The Forest Service's goal in launching the Wildfire Crisis Strategy was to safeguard communities and the resources they depend on by increasing fuels treatments over time, promoting community readiness, and supporting postfire recovery and restoration.

Overview

The Forest Service launched a 10-year strategy to address the wildfire crisis in the places where it poses the most immediate threats to communities. The strategy, called “Confronting the Wildfire Crisis: A Strategy for Protecting Communities and Improving Resilience in America’s Forests,” combines a historic investment of congressional funding with years of scientific research and planning into a national effort that will dramatically increase the scale of forest health treatments over the next decade. 10 landscapes were selected to receive $131 million in Bipartisan Infrastructure Law (BIL) investment to begin implementation of the Wildfire Crisis Strategy in 2022. In early 2023, the Colville National Forest was selected among 11 landscapes to receive additional funding. The first year, fiscal year 2023, the Forest will receive $2.1 million. 

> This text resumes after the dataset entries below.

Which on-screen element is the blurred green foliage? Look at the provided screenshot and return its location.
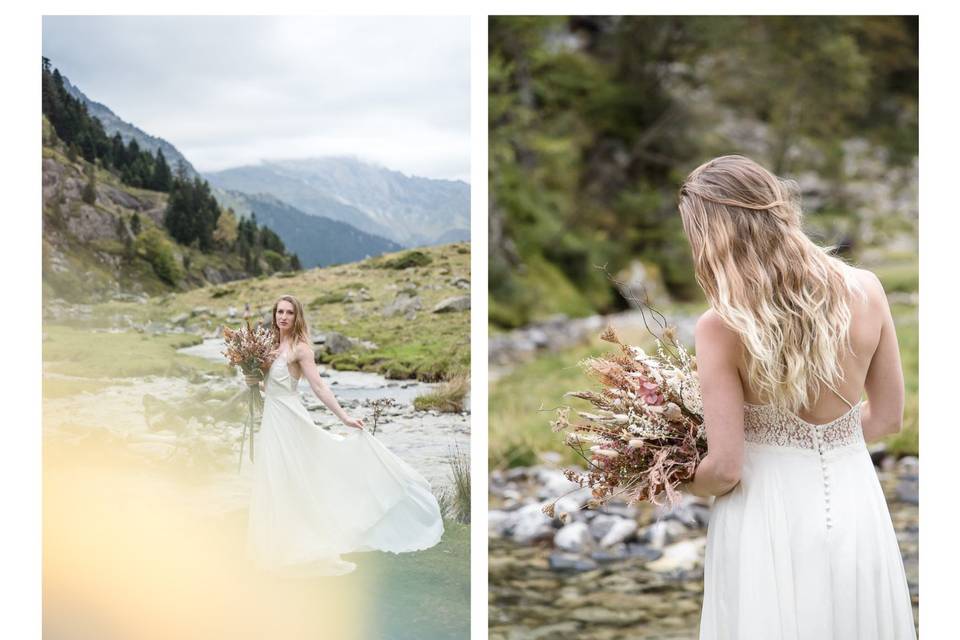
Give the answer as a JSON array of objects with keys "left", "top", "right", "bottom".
[{"left": 489, "top": 16, "right": 918, "bottom": 328}]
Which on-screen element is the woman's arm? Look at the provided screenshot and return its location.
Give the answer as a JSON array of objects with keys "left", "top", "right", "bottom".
[
  {"left": 294, "top": 343, "right": 363, "bottom": 429},
  {"left": 684, "top": 310, "right": 743, "bottom": 497},
  {"left": 860, "top": 273, "right": 904, "bottom": 442}
]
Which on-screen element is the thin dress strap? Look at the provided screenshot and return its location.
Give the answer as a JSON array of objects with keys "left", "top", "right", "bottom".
[{"left": 827, "top": 385, "right": 853, "bottom": 409}]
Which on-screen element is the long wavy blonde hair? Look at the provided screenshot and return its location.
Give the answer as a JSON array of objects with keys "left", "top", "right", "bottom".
[
  {"left": 679, "top": 155, "right": 865, "bottom": 412},
  {"left": 270, "top": 294, "right": 310, "bottom": 346}
]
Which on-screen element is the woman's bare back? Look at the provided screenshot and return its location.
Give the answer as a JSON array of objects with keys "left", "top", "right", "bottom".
[{"left": 738, "top": 267, "right": 903, "bottom": 424}]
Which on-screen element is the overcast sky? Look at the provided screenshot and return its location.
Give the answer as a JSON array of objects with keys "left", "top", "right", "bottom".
[{"left": 43, "top": 16, "right": 470, "bottom": 181}]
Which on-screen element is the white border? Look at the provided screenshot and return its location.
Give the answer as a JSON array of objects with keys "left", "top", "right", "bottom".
[{"left": 0, "top": 0, "right": 960, "bottom": 638}]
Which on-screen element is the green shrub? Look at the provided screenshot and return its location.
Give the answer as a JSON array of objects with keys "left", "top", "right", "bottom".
[
  {"left": 136, "top": 229, "right": 183, "bottom": 286},
  {"left": 307, "top": 292, "right": 346, "bottom": 309},
  {"left": 263, "top": 249, "right": 289, "bottom": 271},
  {"left": 413, "top": 374, "right": 470, "bottom": 413},
  {"left": 379, "top": 250, "right": 433, "bottom": 269}
]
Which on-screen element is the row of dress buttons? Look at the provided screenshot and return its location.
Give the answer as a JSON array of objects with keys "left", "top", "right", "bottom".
[{"left": 813, "top": 431, "right": 833, "bottom": 529}]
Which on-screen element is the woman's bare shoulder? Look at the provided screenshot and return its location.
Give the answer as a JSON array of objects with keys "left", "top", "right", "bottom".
[
  {"left": 293, "top": 340, "right": 313, "bottom": 360},
  {"left": 846, "top": 265, "right": 887, "bottom": 307},
  {"left": 694, "top": 307, "right": 740, "bottom": 349}
]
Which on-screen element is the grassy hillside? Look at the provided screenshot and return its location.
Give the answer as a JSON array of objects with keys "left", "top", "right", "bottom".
[
  {"left": 42, "top": 118, "right": 290, "bottom": 303},
  {"left": 50, "top": 243, "right": 470, "bottom": 381}
]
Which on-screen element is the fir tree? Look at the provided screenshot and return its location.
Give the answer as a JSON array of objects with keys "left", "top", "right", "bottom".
[{"left": 80, "top": 165, "right": 97, "bottom": 205}]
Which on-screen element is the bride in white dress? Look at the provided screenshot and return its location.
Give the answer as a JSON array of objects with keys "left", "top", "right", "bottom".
[
  {"left": 247, "top": 295, "right": 443, "bottom": 576},
  {"left": 679, "top": 156, "right": 916, "bottom": 640}
]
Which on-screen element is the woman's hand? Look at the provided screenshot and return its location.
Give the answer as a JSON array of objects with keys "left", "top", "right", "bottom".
[{"left": 342, "top": 416, "right": 363, "bottom": 431}]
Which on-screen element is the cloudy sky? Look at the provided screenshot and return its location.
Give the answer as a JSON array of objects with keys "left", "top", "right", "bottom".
[{"left": 43, "top": 16, "right": 470, "bottom": 181}]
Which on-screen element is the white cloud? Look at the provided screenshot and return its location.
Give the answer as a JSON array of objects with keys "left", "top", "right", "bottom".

The Forest Service's goal in launching the Wildfire Crisis Strategy was to safeguard communities and the resources they depend on by increasing fuels treatments over time, promoting community readiness, and supporting postfire recovery and restoration.

 

 

Success Stories

Cross-boundary Prescribed Fire

(5/5/2023)

The Washington Department of Natural Resources and the USDA Forest Service worked together in the Aeneas Valley over the past two weeks to complete multiple cross-boundary prescribed fire objectives.

The Northeast Region WA DNR and the Colville National Forest started working together last year to plan a cross-boundary prescribed fire. Under a new agreement, which allows USFS to conduct burn activities on WA DNR lands, the two agencies accomplished the first joint cross-boundary prescribed fire activities between the two agencies in the state.

“The utilization of the new agreement between the USFS and WA DNR is not only a great benefit to local land managers for our cross-boundary treatments within the wildland urban interface, it is a tremendous step forward for cooperative land management throughout the state. We could not be more excited to expand the already great relationship we have here locally with the Colville National Forest and its staff.” -Pat Ryan, Northeast Region Manager

While these burns move the forest towards a healthy ecological state, there were also goals to reduce fuel in the area for wildfires to consume, should they move through the area. These maintenance burns also allow for periodic upkeep along some of the Tonasket Ranger District's Potential Control Lines (PCLs). These designated areas give emergency managers clear, strategic options for further analysis if a wildfire were to occur in the area.

The Washington Department of Natural Resources, the USDA Forest Service, Bureau of Land Management, and local Fire Districts all worked together on this project over the course of the last week of April and the first week of May. However, the planning for such a complex prescribed fire has been months of work.